Solved – How to transform test data in Functional Principal Component Analysis in R

functional-data-analysispcar

I am doing a functional principal component analysis on time series data, and when I finished the FPCA on train data and extracted the PCs. Next, I need to project the test data onto the PCs, here I am frustrated how to carry out this process in R.

Here are my steps to deal with the time series data with fda package in R:

  1. Construct the basis functions. create.bspline.basis

  2. Smooth basis by smooth.basis

  3. FPCA by pca.fd on train dataset

Till the step 3, I gained the score and varprop, but I have no idea how to tranform the test dataset onto the same PCs as in train data.

Thanks for your help in advance.

Best Answer

Projecting new functional data using an existing FPCA analysis is very similar to what we would do with standard PCA (for multivariate data). The main difference is that due to stochastic nature of our sampling procedure we are unable to use standard numerical integration as we would in the case of PCA to get the corresponding score but rather a probabilistic approximation of it (PACE - see reference below).

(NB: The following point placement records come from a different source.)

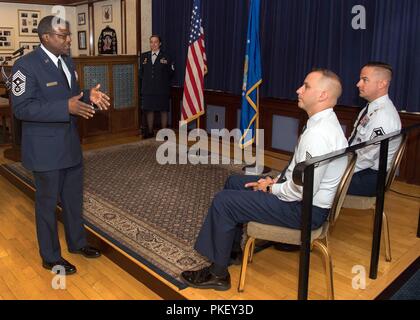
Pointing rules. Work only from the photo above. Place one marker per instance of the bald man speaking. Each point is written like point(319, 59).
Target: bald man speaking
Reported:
point(378, 118)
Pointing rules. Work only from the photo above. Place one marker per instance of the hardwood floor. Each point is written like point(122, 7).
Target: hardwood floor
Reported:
point(272, 275)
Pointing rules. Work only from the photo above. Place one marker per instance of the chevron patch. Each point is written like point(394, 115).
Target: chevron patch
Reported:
point(18, 83)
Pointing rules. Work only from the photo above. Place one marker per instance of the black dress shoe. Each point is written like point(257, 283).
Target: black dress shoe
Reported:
point(88, 252)
point(68, 267)
point(204, 279)
point(236, 258)
point(286, 247)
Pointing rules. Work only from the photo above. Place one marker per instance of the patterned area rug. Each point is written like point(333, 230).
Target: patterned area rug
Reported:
point(153, 212)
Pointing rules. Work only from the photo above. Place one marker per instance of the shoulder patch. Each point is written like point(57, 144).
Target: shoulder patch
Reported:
point(18, 83)
point(377, 132)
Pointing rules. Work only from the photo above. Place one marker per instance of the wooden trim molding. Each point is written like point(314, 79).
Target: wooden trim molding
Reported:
point(269, 107)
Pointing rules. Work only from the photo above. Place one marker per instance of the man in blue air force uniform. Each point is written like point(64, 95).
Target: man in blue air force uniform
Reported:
point(155, 74)
point(47, 98)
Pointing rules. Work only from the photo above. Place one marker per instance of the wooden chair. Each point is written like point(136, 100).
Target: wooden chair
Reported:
point(319, 237)
point(368, 203)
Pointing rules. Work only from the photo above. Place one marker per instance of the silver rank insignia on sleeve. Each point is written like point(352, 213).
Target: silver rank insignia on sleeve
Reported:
point(18, 83)
point(377, 132)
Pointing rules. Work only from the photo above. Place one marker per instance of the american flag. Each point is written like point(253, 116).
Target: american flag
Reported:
point(193, 98)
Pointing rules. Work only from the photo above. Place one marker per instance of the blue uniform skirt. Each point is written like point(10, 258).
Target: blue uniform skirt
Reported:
point(155, 102)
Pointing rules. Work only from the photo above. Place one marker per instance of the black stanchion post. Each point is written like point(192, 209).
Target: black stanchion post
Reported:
point(418, 226)
point(379, 208)
point(308, 187)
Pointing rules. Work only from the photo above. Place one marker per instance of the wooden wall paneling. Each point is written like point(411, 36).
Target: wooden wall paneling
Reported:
point(126, 119)
point(112, 122)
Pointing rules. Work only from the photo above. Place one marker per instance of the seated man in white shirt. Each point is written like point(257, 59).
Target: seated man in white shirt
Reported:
point(250, 198)
point(378, 118)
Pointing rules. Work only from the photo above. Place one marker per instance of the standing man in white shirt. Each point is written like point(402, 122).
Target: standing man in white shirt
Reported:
point(378, 118)
point(250, 198)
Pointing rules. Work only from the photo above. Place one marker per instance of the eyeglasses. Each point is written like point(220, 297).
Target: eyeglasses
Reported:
point(62, 35)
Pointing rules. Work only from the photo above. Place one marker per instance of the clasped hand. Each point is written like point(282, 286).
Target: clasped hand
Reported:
point(79, 108)
point(261, 184)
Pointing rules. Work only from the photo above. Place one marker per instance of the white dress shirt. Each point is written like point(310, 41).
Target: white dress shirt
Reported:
point(382, 118)
point(323, 135)
point(54, 59)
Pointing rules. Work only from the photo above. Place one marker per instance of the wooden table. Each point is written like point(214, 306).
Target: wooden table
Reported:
point(4, 114)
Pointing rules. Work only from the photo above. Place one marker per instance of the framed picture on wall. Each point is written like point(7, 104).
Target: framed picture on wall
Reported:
point(81, 19)
point(7, 42)
point(107, 13)
point(28, 45)
point(28, 22)
point(81, 40)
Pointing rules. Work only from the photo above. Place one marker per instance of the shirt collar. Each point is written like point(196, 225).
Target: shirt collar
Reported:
point(52, 56)
point(377, 103)
point(318, 116)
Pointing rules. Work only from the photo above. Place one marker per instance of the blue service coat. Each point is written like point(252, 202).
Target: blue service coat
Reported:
point(40, 94)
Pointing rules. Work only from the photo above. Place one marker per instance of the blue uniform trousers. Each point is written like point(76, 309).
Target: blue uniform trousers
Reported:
point(65, 185)
point(236, 205)
point(363, 183)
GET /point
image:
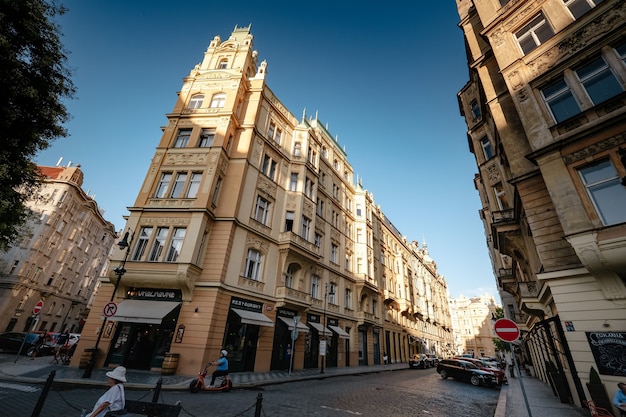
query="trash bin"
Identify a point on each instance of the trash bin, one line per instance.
(170, 363)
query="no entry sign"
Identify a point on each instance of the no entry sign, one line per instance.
(38, 307)
(506, 330)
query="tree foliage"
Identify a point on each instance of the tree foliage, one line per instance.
(34, 82)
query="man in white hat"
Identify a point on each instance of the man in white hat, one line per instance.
(113, 399)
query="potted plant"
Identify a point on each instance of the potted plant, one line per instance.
(597, 390)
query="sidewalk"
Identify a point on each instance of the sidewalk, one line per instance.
(542, 401)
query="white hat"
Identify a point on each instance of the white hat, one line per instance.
(119, 374)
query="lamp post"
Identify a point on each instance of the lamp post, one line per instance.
(326, 294)
(119, 271)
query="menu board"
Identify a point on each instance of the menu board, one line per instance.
(609, 351)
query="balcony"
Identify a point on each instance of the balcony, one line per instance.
(289, 296)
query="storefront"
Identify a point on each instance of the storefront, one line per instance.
(289, 326)
(146, 322)
(245, 318)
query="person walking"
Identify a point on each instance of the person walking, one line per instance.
(222, 367)
(114, 399)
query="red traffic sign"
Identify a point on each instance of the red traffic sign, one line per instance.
(38, 307)
(110, 309)
(506, 330)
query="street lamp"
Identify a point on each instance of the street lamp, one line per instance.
(326, 294)
(119, 271)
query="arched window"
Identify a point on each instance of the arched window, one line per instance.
(218, 100)
(253, 265)
(196, 101)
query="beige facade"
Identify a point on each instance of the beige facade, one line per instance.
(545, 110)
(63, 249)
(474, 324)
(249, 217)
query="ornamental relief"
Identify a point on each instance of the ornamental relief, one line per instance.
(579, 39)
(493, 174)
(186, 158)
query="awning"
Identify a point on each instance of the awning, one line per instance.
(252, 317)
(143, 311)
(340, 332)
(289, 322)
(321, 329)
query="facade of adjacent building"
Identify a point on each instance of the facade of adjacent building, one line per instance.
(545, 107)
(474, 317)
(250, 234)
(62, 250)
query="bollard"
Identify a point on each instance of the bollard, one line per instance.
(44, 394)
(259, 406)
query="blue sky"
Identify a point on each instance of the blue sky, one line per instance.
(382, 75)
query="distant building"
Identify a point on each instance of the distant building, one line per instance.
(545, 107)
(62, 250)
(475, 328)
(250, 231)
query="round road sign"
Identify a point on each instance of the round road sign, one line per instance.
(110, 309)
(38, 307)
(506, 330)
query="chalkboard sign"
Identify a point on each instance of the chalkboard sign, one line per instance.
(609, 351)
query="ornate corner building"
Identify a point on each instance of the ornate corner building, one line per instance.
(545, 107)
(249, 233)
(62, 250)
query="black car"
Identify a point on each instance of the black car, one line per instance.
(12, 341)
(465, 371)
(419, 360)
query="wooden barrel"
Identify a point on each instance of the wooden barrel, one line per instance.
(84, 358)
(170, 363)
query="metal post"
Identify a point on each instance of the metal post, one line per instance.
(119, 271)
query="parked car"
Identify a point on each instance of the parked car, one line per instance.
(12, 341)
(419, 360)
(466, 371)
(490, 367)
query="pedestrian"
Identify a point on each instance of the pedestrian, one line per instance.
(39, 342)
(619, 399)
(61, 342)
(114, 399)
(222, 367)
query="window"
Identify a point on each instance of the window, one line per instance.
(142, 243)
(559, 98)
(315, 287)
(216, 191)
(475, 110)
(176, 243)
(196, 101)
(163, 185)
(607, 194)
(293, 182)
(253, 264)
(487, 149)
(289, 277)
(194, 185)
(599, 81)
(206, 138)
(218, 100)
(179, 185)
(580, 7)
(269, 167)
(289, 216)
(183, 138)
(305, 228)
(534, 33)
(158, 244)
(261, 210)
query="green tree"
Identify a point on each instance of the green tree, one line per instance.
(34, 82)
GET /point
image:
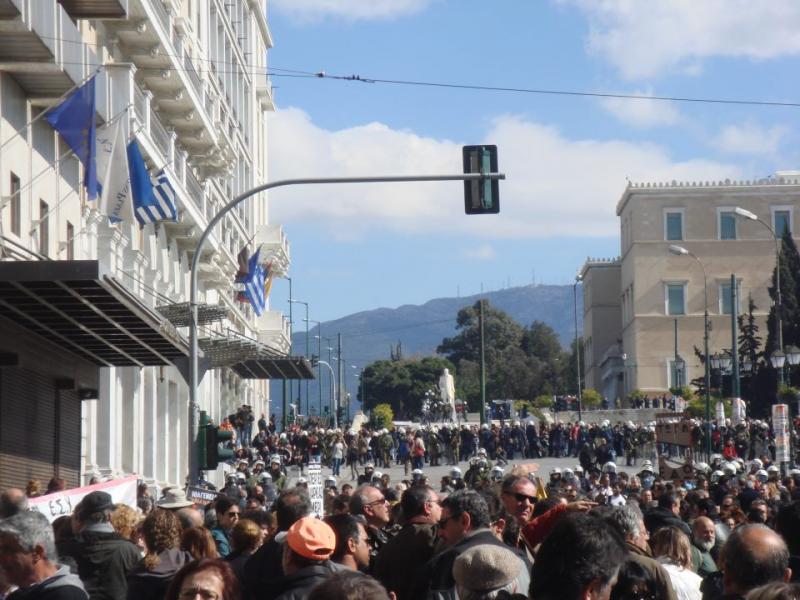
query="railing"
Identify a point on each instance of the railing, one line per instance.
(161, 14)
(141, 105)
(161, 136)
(194, 189)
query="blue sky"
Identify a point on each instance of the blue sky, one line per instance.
(566, 158)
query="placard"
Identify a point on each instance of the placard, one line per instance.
(315, 491)
(59, 504)
(780, 426)
(201, 496)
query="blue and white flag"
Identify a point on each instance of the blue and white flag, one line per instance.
(254, 284)
(112, 167)
(153, 201)
(74, 119)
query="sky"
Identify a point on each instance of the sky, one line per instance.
(567, 158)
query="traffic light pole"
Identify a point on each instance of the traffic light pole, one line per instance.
(194, 377)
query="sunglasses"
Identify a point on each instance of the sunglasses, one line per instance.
(522, 497)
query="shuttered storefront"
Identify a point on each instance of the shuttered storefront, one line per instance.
(39, 429)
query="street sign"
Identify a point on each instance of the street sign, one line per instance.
(780, 424)
(481, 196)
(315, 491)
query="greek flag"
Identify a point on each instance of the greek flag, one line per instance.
(153, 200)
(254, 284)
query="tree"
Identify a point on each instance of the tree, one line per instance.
(382, 417)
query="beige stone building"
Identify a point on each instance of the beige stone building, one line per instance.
(630, 337)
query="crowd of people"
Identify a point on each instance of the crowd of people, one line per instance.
(727, 529)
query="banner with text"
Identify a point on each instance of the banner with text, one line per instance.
(52, 506)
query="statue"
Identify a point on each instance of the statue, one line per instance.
(447, 390)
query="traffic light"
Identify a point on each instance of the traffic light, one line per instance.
(481, 196)
(210, 440)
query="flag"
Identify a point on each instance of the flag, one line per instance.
(153, 201)
(74, 119)
(254, 284)
(112, 169)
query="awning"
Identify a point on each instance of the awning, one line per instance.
(251, 359)
(79, 306)
(285, 367)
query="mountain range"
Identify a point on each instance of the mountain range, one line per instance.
(370, 335)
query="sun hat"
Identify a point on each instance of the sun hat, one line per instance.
(311, 538)
(485, 568)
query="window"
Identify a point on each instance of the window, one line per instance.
(44, 228)
(675, 298)
(15, 216)
(725, 298)
(676, 373)
(70, 241)
(673, 225)
(781, 219)
(727, 224)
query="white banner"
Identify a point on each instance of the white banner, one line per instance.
(112, 170)
(780, 425)
(720, 413)
(315, 491)
(52, 506)
(739, 412)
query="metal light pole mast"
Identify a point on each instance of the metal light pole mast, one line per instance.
(194, 374)
(578, 279)
(483, 366)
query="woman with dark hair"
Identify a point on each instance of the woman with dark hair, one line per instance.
(164, 557)
(208, 578)
(198, 542)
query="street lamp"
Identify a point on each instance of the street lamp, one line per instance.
(681, 251)
(319, 358)
(746, 214)
(292, 300)
(578, 279)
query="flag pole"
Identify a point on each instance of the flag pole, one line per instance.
(46, 110)
(66, 154)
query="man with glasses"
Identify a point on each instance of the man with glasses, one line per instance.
(400, 560)
(464, 524)
(227, 517)
(370, 502)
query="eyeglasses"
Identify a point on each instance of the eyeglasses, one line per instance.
(191, 593)
(522, 497)
(443, 521)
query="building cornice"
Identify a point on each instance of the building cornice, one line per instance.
(771, 185)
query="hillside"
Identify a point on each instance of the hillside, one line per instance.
(368, 335)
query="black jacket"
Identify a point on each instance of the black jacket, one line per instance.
(104, 560)
(298, 585)
(152, 584)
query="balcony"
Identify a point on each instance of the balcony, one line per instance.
(274, 331)
(96, 9)
(43, 50)
(274, 248)
(151, 40)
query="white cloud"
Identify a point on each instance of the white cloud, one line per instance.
(480, 252)
(355, 10)
(555, 186)
(642, 113)
(750, 139)
(644, 38)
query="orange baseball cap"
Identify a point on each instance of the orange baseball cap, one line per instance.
(311, 538)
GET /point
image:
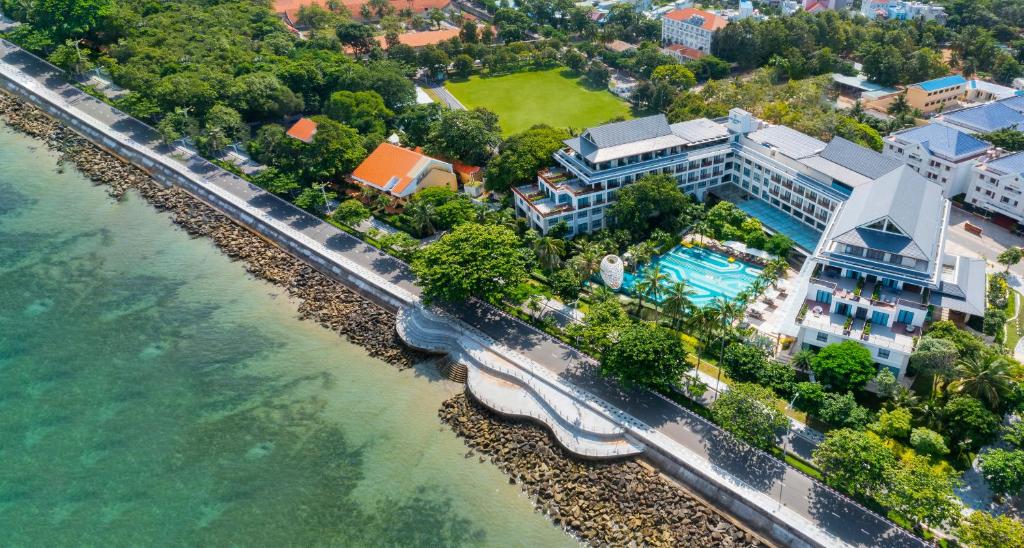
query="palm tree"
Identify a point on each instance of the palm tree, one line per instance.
(988, 377)
(421, 216)
(650, 287)
(677, 301)
(549, 252)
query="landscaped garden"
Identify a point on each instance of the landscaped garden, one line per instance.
(553, 97)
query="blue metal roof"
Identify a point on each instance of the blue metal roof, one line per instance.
(990, 117)
(941, 83)
(1011, 164)
(945, 140)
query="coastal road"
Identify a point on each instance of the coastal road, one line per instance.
(811, 500)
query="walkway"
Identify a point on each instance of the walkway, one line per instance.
(742, 469)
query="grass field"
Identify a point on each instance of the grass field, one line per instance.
(523, 99)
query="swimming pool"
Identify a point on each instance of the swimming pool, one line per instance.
(708, 274)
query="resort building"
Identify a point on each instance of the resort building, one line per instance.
(997, 186)
(401, 172)
(691, 27)
(942, 154)
(881, 270)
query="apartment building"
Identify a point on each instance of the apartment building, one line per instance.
(691, 28)
(997, 185)
(940, 153)
(881, 270)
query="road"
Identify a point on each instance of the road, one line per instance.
(811, 500)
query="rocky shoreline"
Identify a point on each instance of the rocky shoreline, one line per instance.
(321, 298)
(601, 503)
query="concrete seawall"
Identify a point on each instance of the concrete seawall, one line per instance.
(517, 373)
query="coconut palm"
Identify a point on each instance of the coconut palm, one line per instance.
(989, 377)
(677, 301)
(421, 217)
(649, 286)
(549, 252)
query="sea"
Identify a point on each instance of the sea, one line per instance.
(153, 393)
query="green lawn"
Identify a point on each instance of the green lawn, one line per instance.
(552, 97)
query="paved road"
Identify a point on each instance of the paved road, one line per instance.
(838, 515)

For rest of the post I will refer to $\phi$ as the functional PCs, $\xi$ as the associated FPC scores, $\lambda$ as their associated eigenvalues, $\mu$ as the sample mean and $C$ as the sample covariance. I also assume we are dealing with irregularly spaced data across a continuum $s$ and I refer to the test data at hand as $y_{test}$. In short, the prediction for the trajectory $y_i(s)$ using the first $K$ eigenfunctions is: $\hat{y}_i^K(s) = \hat{\mu}(s) + \sum_{k=1}^{K} \hat{\xi}_{i,k}\hat{\phi}_k(s)$.

In order to project new test data on the results of an existing FPCA we would require the following steps:

  1. Ensure that $\mu$, $C$ and $\phi$ are evaluated at the same points of $s$ we have $y_{test}$ readings. If necessary, we estimate these values through interpolation techniques.
  2. Centre the data to have $E\{\mu(s)\}=0$ according the $\hat\mu(s)$ we calculated during the original FPCA.
  3. Predict the $\xi$ for the test data, using the fact that we expect the error of the prediction to be asymptotically Gaussian, through: $\hat{\xi}_{ik} = \hat{\lambda}_k \hat{\phi}_{ik}^T\hat{\Sigma}^{-1}_{y_i}(y_i^{obs} - \hat{\mu}_i)$. Notice that all estimates (aside $\hat{\lambda}_k$) are evaluated at the points we have observations from the $i$-th curve, i.e. they might even be just scalar in the odd case a particular sample has a single measurement. This whole procedure is what in the FDA literature is referred as the "PACE step/procedure" (PACE: Principal components Analysis through Conditional Expectation); the canonical reference on the matter is: Yao, et al. (2005) Functional Data Analysis for Sparse Longitudinal Data (Sect. 2.3 to be exact).

The package fdapace implements this methodology through the function predict.FPCA. The package fda (most probably) implements this methodology in the function project.basis but I have not used it.